Foreword — Carson of Venus by Edgar Rice Burroughs
India is a world unto itself, apart in manners, customs, occultism from the world and life with which we are familiar. Even upon far Barsoom or Amtor might be found no more baffling mysteries than those which lie hidden in the secret places of the brains and lives of her people. We sometimes feel that what we do not understand must be bad; that is our heritage from the ignorance and superstition of the painted savages from which we are descended. Of the many good things that have come to us out of India I am concerned at present with but one—the power which old Chand Kabi transmitted to the son of an English officer and his American wife to transmit his thoughts and visualizations to the mind of another at distances even as great as those which separate the planets. It is to this power we owe the fact that Carson Napier has been able to record, through me, the story of his adventures upon the planet Venus.
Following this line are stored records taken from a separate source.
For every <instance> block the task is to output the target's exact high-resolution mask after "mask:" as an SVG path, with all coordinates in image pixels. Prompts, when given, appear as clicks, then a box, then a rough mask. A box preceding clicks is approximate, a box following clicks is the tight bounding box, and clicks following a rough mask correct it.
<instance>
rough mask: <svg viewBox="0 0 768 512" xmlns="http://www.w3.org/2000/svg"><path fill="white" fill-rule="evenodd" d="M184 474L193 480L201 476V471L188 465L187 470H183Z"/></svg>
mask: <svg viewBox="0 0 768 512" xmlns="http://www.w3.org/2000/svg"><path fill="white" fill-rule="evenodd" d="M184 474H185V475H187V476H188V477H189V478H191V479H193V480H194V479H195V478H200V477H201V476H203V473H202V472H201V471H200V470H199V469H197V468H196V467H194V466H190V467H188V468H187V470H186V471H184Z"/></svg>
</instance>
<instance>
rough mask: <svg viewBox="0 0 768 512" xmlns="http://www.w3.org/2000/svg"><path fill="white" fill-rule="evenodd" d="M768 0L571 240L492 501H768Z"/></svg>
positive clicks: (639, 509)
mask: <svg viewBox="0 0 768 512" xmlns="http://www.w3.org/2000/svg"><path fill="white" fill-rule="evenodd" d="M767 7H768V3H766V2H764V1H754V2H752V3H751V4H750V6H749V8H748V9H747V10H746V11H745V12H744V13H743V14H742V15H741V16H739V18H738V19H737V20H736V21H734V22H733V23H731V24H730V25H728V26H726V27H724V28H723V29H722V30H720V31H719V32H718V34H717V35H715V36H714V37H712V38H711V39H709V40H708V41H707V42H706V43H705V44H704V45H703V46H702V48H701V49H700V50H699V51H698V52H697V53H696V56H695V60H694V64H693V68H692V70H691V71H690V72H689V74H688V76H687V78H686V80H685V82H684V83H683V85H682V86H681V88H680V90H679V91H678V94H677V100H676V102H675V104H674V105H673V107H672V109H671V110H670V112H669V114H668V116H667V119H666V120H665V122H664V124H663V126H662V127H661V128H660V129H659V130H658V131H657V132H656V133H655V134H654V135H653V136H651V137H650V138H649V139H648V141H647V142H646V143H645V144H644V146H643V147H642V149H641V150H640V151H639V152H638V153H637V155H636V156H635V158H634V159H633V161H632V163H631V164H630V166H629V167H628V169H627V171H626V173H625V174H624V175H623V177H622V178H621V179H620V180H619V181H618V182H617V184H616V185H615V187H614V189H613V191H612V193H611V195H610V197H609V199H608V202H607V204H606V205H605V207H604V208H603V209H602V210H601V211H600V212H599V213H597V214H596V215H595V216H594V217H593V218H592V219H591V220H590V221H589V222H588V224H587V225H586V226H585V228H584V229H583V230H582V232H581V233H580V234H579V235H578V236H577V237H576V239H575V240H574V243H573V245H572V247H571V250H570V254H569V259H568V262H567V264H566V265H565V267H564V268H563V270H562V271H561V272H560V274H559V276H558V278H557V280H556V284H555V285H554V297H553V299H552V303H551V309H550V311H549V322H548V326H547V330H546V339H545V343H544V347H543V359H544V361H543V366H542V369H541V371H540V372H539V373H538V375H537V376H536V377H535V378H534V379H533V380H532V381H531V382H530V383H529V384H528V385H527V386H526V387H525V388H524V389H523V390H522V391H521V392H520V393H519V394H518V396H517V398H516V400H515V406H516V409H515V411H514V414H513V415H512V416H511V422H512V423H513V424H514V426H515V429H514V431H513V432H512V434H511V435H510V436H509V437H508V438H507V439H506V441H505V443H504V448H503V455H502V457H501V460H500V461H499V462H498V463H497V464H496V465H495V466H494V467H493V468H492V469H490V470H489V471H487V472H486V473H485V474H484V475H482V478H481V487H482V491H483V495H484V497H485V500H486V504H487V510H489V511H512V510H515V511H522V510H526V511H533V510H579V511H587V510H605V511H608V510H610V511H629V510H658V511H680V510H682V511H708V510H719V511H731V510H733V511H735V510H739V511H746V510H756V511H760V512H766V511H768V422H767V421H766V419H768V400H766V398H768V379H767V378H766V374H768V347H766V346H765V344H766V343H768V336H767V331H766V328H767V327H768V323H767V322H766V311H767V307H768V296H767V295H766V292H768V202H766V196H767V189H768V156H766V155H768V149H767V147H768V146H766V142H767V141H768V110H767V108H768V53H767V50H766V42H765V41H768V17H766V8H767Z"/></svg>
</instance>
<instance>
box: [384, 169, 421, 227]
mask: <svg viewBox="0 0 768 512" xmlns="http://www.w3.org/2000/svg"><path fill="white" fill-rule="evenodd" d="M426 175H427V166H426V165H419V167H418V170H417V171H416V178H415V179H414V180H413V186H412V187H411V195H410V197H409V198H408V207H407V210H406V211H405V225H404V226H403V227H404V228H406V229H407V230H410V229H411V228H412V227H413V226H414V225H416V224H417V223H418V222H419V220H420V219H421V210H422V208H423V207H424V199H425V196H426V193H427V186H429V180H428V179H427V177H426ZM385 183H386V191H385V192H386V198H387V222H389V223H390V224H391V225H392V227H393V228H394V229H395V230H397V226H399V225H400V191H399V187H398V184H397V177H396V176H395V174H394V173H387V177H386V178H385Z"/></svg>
When he took off from Guadalupe Island in his giant rocket ship for Mars, I listened to the story of that epochal flight that ended, through an error in calculation, upon Venus. I followed his adventures there that started in the island kingdom of Vepaja where he fell desperately in love with Duare, the unattainable daughter of the king. I followed their wanderings across seas and land masses into the hostile city of Kapdor , and Kormor, the city of the dead, to glorious Havatoo, where Duare was condemned to death through a strange miscarriage of justice. I thrilled with excitement during their perilous escape in the aeroplane that Carson Napier had built at the request of the rulers of Havatoo. And always I suffered with Napier because of Duare's unalterable determination to look upon his love as an insult to the virgin daughter of the king of Vepaja. She repulsed him constantly because she was a princess, but in the end I rejoiced with him when she realized the truth and acknowledged that though she could not forget that she was a princess she had discovered that she was a woman first. That was immediately after they had escaped from Havatoo and were winging their way above the River of Death toward an unknown sea in seemingly hopeless search for Vepaja, where Duare's father, Mintep, ruled.
Months passed. I commenced to fear that Napier had crashed in his new ship, and then I began to have messages from him again which I shall record for the benefit of posterity as nearly in his own words as I can recall them.